The first of these was that teachers have to give assignments to students, a process which takes upwards of four minutes to devise, implement and relate to a room full of not-quite vicenarians who are mostly hoping that the course will somehow make them better prepared for college. It is, of course, vitally important that the student be thoroughly-primed for the experiences he or she will face in the next year, including, but not limited to: attending important classes, switching those classes for something less challenging like racquetball, choosing a major, changing their major, and then simply giving up and attempting to propel their blood alcohol percentage upward in a building adorned with Greek characters.

The second is that teachers are given liberty to choose their subject material, and it’s the students’ responsibility to actually remember what important things were said during the lecture. Even if the teacher spent the entire duration class talking about complex subjects with all the enthusiasm of a character in a George Romero movie on Vicodin, the student is still supposed to remember the important details, because the teacher can always point to the classmate in the front row as an example of someone who understood the topic perfectly. This always shames and discredits those who missed the important details; even though said classmate in the front row is actually a freak of nature who’s sky-high IQ will one day devise a plan enabling him to talk to women his age in person.

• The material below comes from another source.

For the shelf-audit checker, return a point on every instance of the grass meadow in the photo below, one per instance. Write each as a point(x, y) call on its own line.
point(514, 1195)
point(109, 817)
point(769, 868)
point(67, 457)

Finally, the third point is that teachers enjoy the vantage position at the front of the class room. From here, they can enforce the strict “no-talking” rule, which applies to every student in the room, except for those who don’t care that there’s a no-talking rule. In between the freaks-of-nature-in-the-front-row and those who don’t care about the teachers’ rules and are really just waiting for class to end so they can go back to enjoying inhalants are those students who want to understand the teacher and must try hard to do so. Teachers do not endear themselves to this silent majority when they enforce class rules through the tri-pronged strategy of 1) telling everybody to be quiet, 2) telling everybody to be quiet again, and 3) deciding that the best way to punish the five misbehaving students is to make the entire class write “I will be quiet while the teacher is talking” 500 times.

For the past year here in Korea, I have found myself on the other side of the classroom, teaching English as a second language. My students can be narrowed down into two groups: those who are adults attempting to keep pace in a nation whose job market seems to require applicants to be bilingual and have Java programming certification in order to be a server at Outback Steakhouse, and children who are in class 18 hours a day preparing for a time when the job search will apparently be even keener.

Since starting, I have discovered that I no longer enjoy certain advantages that come with being a student. As a student, I was able to periodically tune out the words while sitting at my desk and drawing exaggerated pictures of my teachers’ less-flattering mannerisms. When the class is yours to lead, such “space out” time no longer exists.

As a student, occasionally being late or absent from class meant a little catch up work to do, as well as a warning from the teacher that, say, six-seven more and I might be looking at the loss of a letter grade. When the class is your responsibility, the occasional tardiness can result in less pay, and a warning that it may be up to 100 percent less.

As a student, if a class was simply not enjoyable or far outside my realm of interest, I could simply say, “Well, at least it’s not part of my major” and strive for a B-. As a teacher, every student who does not grasp the lesson or gives up along the way begins to feel like a failure, one you will always wonder if you could have prevented had you tried a little harder.

However, I’ve also discovered new advantages of being a teacher since I started working at the Seventh-day Adventist Language Institute. In the past four months, three of my upper-level students graduated from our program after passing the final interview in Seoul. The standards for these interviews are such that many of those I went to middle school with would probably not pass, and only about 1 percent of those who enroll in a language institute actually graduate from its courses.

What I’ve learned through this is that, while student gets to experience the thrill of graduation a few times in their life, a good teacher gets to feel it over and over again.